A dirty system is a nightmare: foam, protozoans, dirty rotifers, and clogged screens and more. Fouling reduces capacity, reduces rotifer value, increases labor cost and makes harvesting difficult. Worse, fouling can lead to unhealthy bacterial flora. Dirty systems are usually the result of dirty feed or poorly set up culture systems.

Healthy (probiotic) bacteria

Bacterial counts in rotifer systems are always high; the higher the density and feed rate, the more bacteria.

Most bacteria are benefit the rotifer culture by metabolizing waste such as ammonia, producing vitamins and by consuming nutrients that could otherwise feed harmful and pathogenic bacteria. This benefit is known as the Probiotic Effect. A high population of strong beneficial bacteria will displace pathogenic bacteria to the point where they are not a problem. Most systems will develop their own bacteria populations without intervention. However, the addition of cultured probiotic bacteria is seen by many as an effective way to stabilize cultures.

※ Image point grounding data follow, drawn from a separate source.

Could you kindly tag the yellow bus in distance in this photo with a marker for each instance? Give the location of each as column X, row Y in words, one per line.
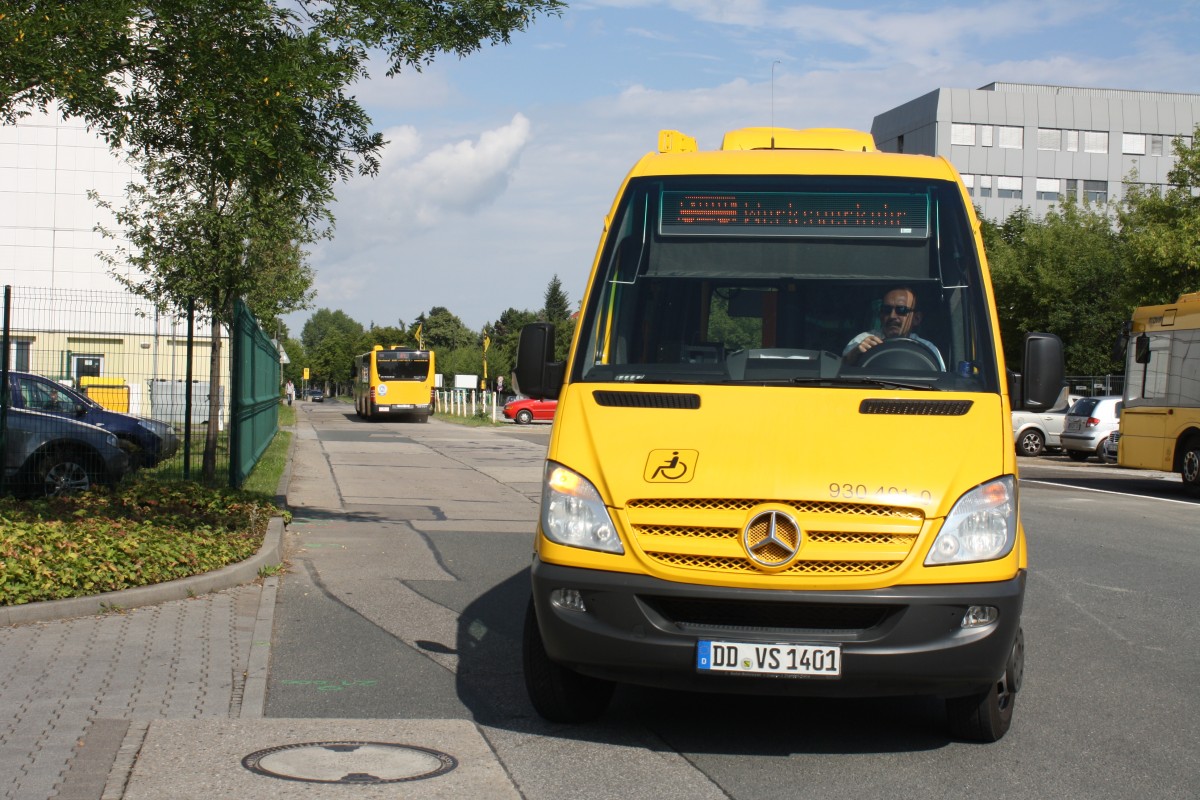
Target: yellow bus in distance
column 1161, row 421
column 394, row 382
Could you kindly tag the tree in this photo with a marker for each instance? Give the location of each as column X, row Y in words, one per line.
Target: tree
column 329, row 340
column 557, row 310
column 505, row 332
column 1161, row 232
column 1061, row 275
column 443, row 331
column 81, row 54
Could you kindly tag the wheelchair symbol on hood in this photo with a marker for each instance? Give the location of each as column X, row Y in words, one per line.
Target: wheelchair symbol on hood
column 671, row 465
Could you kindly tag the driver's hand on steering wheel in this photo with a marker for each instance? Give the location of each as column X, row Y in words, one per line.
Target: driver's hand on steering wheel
column 863, row 347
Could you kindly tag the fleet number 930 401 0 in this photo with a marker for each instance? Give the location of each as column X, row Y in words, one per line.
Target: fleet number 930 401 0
column 760, row 659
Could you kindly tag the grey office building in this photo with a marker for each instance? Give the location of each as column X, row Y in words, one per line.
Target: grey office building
column 1031, row 145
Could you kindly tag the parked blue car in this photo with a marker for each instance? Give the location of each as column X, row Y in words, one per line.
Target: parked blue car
column 48, row 455
column 147, row 441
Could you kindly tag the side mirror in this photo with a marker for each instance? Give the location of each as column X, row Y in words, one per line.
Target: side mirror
column 1043, row 376
column 1141, row 349
column 537, row 373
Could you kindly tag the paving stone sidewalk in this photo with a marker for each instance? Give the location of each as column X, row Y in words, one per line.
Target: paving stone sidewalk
column 70, row 689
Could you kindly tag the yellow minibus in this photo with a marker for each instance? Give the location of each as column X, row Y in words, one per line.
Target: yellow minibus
column 783, row 458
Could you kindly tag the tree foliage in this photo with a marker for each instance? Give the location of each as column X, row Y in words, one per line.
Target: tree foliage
column 330, row 340
column 1060, row 275
column 1161, row 232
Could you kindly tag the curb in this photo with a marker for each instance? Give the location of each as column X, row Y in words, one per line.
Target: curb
column 233, row 575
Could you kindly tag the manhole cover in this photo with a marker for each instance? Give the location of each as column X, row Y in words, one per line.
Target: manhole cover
column 349, row 762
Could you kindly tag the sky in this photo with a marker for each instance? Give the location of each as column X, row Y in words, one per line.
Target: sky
column 501, row 166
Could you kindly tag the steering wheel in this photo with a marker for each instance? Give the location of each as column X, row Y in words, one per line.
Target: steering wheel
column 900, row 354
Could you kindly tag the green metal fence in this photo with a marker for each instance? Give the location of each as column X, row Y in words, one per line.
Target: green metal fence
column 73, row 359
column 255, row 391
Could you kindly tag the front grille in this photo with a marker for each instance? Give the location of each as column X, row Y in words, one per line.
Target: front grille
column 838, row 539
column 691, row 613
column 647, row 400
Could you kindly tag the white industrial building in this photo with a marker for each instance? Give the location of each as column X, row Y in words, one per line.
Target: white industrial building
column 1031, row 145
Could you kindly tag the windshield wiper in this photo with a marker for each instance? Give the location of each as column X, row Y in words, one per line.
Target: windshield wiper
column 864, row 383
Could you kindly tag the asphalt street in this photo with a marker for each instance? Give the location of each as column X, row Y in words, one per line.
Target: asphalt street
column 389, row 648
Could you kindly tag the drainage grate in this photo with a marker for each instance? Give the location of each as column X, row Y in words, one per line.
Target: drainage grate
column 349, row 762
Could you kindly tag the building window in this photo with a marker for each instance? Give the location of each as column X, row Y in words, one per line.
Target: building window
column 1133, row 144
column 1008, row 136
column 1049, row 188
column 1096, row 140
column 1008, row 187
column 963, row 133
column 1049, row 139
column 1096, row 191
column 21, row 350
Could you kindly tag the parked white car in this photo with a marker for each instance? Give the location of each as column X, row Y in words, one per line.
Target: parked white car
column 1035, row 432
column 1090, row 422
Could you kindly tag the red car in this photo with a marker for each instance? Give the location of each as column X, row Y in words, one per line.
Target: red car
column 528, row 409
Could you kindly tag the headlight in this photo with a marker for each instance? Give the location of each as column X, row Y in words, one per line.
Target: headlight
column 573, row 512
column 981, row 527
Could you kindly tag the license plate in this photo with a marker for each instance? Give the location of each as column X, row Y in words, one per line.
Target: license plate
column 759, row 659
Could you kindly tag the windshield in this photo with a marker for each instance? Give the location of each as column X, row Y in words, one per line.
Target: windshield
column 790, row 280
column 400, row 365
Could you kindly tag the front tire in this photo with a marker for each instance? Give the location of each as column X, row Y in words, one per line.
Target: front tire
column 64, row 474
column 1031, row 443
column 988, row 715
column 558, row 693
column 1189, row 468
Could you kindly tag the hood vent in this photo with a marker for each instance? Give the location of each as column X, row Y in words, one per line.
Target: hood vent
column 646, row 400
column 916, row 408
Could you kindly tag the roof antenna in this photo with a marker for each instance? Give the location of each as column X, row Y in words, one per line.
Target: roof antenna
column 773, row 103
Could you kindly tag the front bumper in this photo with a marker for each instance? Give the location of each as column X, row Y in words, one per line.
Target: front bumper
column 898, row 641
column 1089, row 441
column 401, row 409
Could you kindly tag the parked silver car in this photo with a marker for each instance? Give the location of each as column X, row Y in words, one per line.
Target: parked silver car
column 1035, row 432
column 46, row 453
column 1090, row 421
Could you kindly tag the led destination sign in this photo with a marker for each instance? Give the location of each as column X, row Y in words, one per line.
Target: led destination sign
column 795, row 214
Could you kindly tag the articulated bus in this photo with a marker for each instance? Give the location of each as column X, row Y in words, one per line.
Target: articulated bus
column 394, row 382
column 1161, row 421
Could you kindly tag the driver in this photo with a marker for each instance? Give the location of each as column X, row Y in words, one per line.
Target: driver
column 898, row 318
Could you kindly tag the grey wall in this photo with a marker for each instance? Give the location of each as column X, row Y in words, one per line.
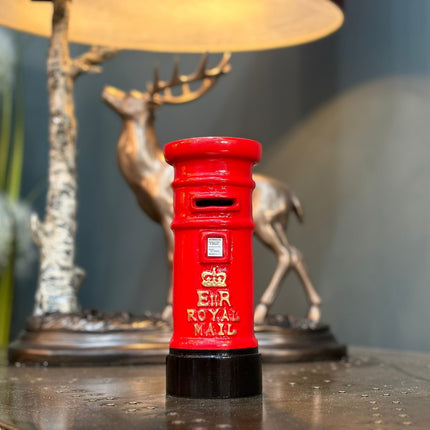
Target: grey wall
column 343, row 120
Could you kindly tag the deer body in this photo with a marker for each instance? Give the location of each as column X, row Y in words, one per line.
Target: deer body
column 142, row 164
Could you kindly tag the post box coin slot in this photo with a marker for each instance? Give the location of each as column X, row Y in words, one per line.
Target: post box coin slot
column 206, row 203
column 201, row 203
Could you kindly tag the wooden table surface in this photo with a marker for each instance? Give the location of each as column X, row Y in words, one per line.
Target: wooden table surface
column 374, row 389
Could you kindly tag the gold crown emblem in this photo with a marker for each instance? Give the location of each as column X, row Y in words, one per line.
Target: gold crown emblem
column 214, row 278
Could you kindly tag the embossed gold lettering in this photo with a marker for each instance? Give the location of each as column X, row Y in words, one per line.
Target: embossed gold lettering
column 221, row 326
column 224, row 297
column 203, row 298
column 210, row 330
column 191, row 316
column 214, row 312
column 198, row 329
column 235, row 317
column 230, row 331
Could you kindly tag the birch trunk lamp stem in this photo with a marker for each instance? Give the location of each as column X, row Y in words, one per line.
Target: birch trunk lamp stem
column 59, row 277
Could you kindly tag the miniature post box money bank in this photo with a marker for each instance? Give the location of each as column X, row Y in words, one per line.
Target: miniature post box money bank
column 213, row 350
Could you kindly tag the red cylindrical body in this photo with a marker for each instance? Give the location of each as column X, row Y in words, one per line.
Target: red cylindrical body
column 213, row 269
column 213, row 287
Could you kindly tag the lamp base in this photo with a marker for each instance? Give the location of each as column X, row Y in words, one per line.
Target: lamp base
column 98, row 338
column 283, row 339
column 91, row 338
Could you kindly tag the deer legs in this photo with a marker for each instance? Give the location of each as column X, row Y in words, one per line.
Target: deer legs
column 272, row 234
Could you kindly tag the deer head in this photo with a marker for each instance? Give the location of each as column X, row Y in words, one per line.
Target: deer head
column 135, row 104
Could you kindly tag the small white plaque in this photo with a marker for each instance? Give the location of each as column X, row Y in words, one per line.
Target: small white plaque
column 215, row 247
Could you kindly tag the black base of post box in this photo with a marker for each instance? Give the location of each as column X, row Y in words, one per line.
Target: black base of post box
column 219, row 374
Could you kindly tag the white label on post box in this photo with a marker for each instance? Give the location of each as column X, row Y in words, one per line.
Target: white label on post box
column 215, row 247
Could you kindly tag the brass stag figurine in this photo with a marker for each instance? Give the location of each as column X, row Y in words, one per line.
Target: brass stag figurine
column 142, row 164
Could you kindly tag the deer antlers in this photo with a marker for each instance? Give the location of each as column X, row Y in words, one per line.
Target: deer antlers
column 160, row 91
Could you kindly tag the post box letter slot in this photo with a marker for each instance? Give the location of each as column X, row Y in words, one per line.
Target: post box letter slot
column 206, row 203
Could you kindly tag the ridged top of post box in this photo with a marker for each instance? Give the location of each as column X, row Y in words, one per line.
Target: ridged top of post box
column 212, row 147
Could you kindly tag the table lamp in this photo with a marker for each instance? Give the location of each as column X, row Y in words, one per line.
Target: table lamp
column 187, row 26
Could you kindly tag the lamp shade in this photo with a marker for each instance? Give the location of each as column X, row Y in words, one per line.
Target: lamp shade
column 182, row 25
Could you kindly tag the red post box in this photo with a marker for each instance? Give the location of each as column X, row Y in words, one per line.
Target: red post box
column 213, row 350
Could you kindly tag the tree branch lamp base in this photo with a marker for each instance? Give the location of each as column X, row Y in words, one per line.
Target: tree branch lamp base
column 91, row 338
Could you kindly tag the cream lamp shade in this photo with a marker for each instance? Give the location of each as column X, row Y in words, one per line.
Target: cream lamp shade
column 182, row 25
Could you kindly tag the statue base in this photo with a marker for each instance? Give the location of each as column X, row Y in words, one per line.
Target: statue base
column 283, row 339
column 91, row 338
column 99, row 338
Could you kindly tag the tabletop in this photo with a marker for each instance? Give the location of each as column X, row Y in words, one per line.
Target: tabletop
column 374, row 389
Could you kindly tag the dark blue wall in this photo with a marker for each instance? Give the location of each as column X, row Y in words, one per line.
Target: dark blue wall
column 343, row 120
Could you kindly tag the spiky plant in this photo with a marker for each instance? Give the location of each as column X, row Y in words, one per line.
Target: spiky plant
column 16, row 250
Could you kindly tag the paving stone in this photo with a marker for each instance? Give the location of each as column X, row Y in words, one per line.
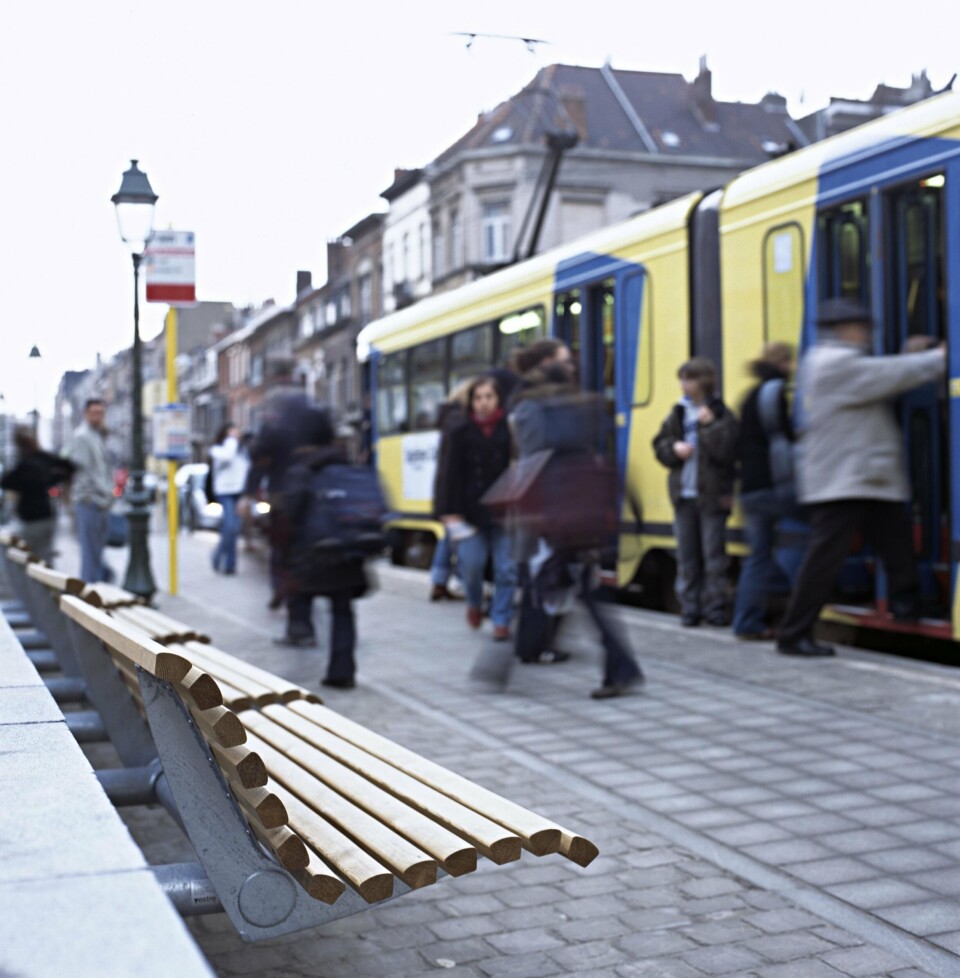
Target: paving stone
column 928, row 917
column 518, row 966
column 859, row 840
column 788, row 946
column 788, row 851
column 722, row 960
column 879, row 893
column 860, row 962
column 821, row 872
column 748, row 833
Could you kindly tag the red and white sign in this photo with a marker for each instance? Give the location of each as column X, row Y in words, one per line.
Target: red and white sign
column 169, row 264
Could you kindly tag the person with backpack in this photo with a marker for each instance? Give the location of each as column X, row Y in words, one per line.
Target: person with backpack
column 697, row 443
column 32, row 478
column 229, row 468
column 767, row 488
column 479, row 452
column 335, row 512
column 565, row 513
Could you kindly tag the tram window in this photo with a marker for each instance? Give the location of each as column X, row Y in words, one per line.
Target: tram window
column 567, row 312
column 637, row 301
column 602, row 298
column 783, row 283
column 917, row 287
column 392, row 394
column 428, row 389
column 519, row 329
column 471, row 352
column 844, row 243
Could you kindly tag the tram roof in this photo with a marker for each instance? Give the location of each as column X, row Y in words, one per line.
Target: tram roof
column 610, row 239
column 925, row 119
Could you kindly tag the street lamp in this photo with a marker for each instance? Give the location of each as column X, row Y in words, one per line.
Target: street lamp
column 134, row 202
column 34, row 357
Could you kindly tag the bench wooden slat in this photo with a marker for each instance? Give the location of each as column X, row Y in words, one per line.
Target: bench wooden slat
column 318, row 881
column 332, row 848
column 255, row 692
column 55, row 580
column 20, row 556
column 339, row 806
column 541, row 832
column 366, row 873
column 219, row 725
column 201, row 688
column 127, row 641
column 129, row 616
column 242, row 764
column 491, row 838
column 261, row 804
column 285, row 690
column 285, row 844
column 103, row 595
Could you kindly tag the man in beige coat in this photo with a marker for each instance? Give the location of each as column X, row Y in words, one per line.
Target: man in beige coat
column 851, row 469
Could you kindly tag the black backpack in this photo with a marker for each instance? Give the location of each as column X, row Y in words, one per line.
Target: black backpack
column 345, row 513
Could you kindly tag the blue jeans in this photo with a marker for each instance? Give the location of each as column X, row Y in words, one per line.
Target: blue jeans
column 225, row 556
column 441, row 569
column 472, row 555
column 760, row 574
column 92, row 536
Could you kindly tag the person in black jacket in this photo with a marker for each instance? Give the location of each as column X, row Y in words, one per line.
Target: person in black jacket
column 452, row 415
column 479, row 454
column 697, row 443
column 763, row 503
column 341, row 579
column 32, row 478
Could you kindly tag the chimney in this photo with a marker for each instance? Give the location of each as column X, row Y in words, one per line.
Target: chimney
column 702, row 88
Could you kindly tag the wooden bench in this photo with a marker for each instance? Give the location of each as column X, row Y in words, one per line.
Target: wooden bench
column 297, row 814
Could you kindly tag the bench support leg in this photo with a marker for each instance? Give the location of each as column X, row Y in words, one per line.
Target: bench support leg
column 260, row 897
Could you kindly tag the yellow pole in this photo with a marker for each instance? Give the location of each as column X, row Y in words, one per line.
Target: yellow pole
column 173, row 508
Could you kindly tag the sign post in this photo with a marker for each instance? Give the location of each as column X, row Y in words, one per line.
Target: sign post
column 171, row 277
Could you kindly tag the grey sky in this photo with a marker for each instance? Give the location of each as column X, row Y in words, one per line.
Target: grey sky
column 269, row 128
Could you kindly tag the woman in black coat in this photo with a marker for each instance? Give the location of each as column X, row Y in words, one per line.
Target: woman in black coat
column 479, row 452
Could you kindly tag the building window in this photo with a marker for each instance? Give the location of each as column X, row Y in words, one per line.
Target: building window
column 423, row 251
column 495, row 231
column 438, row 256
column 366, row 299
column 405, row 275
column 456, row 239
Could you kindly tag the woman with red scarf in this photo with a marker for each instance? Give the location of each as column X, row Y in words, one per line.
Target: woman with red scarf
column 479, row 453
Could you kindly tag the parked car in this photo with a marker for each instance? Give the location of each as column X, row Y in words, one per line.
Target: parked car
column 197, row 512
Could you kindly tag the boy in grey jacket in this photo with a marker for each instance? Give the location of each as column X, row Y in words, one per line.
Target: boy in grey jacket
column 851, row 467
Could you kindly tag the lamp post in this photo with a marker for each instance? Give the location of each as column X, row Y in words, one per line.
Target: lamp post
column 134, row 202
column 34, row 357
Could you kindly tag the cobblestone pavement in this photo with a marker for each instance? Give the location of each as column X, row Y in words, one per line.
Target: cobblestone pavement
column 757, row 817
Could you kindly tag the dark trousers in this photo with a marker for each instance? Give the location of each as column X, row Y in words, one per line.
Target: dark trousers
column 702, row 587
column 535, row 629
column 834, row 525
column 619, row 665
column 343, row 631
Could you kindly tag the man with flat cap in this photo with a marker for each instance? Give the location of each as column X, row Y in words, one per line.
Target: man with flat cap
column 851, row 470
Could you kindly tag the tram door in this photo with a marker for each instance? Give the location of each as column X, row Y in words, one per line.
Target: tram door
column 916, row 306
column 585, row 322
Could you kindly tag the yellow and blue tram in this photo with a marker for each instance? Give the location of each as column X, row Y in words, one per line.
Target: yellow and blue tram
column 872, row 214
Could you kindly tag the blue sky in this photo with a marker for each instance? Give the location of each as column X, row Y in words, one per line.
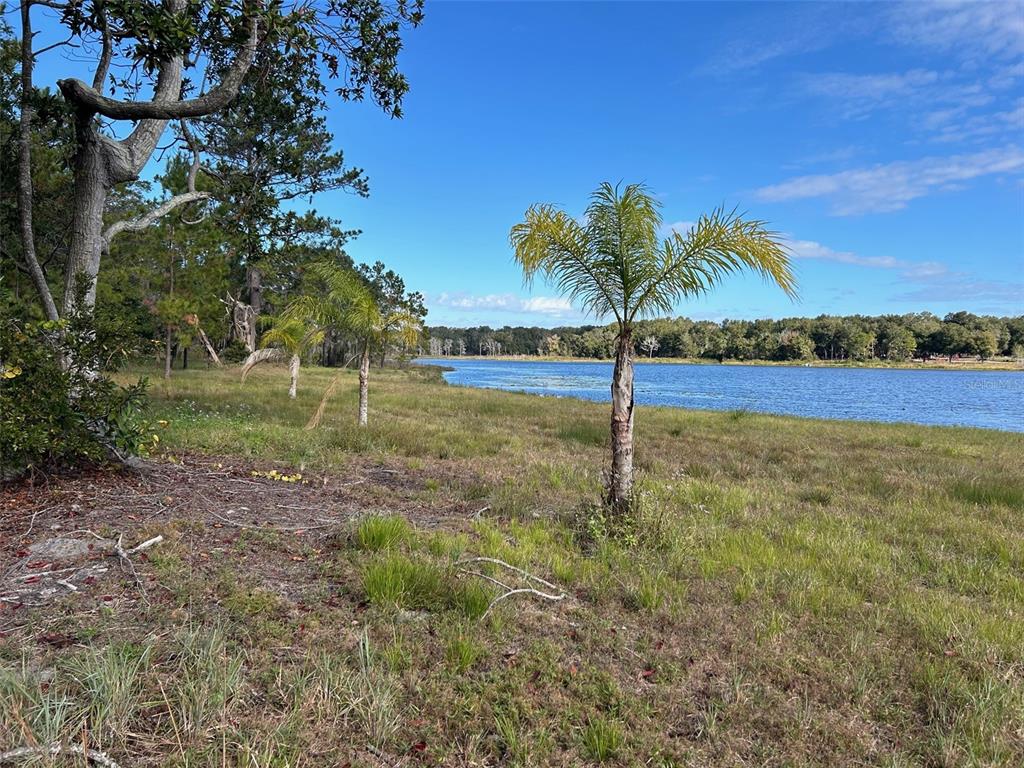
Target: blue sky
column 885, row 140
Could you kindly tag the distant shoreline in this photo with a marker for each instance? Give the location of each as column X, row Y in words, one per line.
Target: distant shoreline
column 933, row 365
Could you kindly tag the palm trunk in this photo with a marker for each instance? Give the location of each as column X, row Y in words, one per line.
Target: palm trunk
column 293, row 368
column 621, row 481
column 365, row 385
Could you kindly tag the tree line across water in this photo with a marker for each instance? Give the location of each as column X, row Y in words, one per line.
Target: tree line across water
column 861, row 338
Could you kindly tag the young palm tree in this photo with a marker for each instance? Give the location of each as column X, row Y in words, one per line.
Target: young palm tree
column 288, row 338
column 347, row 304
column 615, row 263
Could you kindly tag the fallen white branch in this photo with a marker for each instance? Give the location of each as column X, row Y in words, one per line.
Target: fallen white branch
column 54, row 750
column 511, row 591
column 522, row 591
column 520, row 571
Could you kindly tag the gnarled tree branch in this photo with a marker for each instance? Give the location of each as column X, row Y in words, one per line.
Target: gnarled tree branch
column 163, row 107
column 155, row 214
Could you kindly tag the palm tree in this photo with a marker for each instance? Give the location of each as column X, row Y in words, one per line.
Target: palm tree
column 614, row 263
column 288, row 338
column 346, row 304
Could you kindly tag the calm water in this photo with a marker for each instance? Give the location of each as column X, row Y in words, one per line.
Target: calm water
column 976, row 398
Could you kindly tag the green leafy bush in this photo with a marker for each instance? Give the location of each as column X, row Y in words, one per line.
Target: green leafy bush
column 55, row 408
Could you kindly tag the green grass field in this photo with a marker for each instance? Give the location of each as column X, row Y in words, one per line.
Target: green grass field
column 796, row 592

Harmful but non-pathogenic bacteria

Bacteria are a critical element of all rotifer systems and most of the bacteria are helpful bacteria. However, it is not uncommon for rotifer systems to lose productivity with no clear indication as to why. Sometimes it is a leak or other mechanical problem but sometimes it is bacteria. When the wrong bacteria take up residence rotifer production can be cut by a third or more. Check the smell. It might smell different. Sometimes when a system is left alone to run normally the system will spontaneously re-invigorate itself weeks later. However, it never hurts to transfer the culture to a new system and sanitize the old one.


Vibrio species are ubiquitous. Most vibrio bacteria are harmless. A few vibrio species are pathogenic and cause identifiable disease. Often vibrio will cause digestive problems that do not rise to the level of “disease,” but result in diminished rotifer production and health and, when fed to the fish, poor growth and development of your larvae. If you think you have harmful bacteria and test for vibrio, be sure to use a protease-specific test for harmful vibrio bacteria. A simple vibrio test will almost always test positive.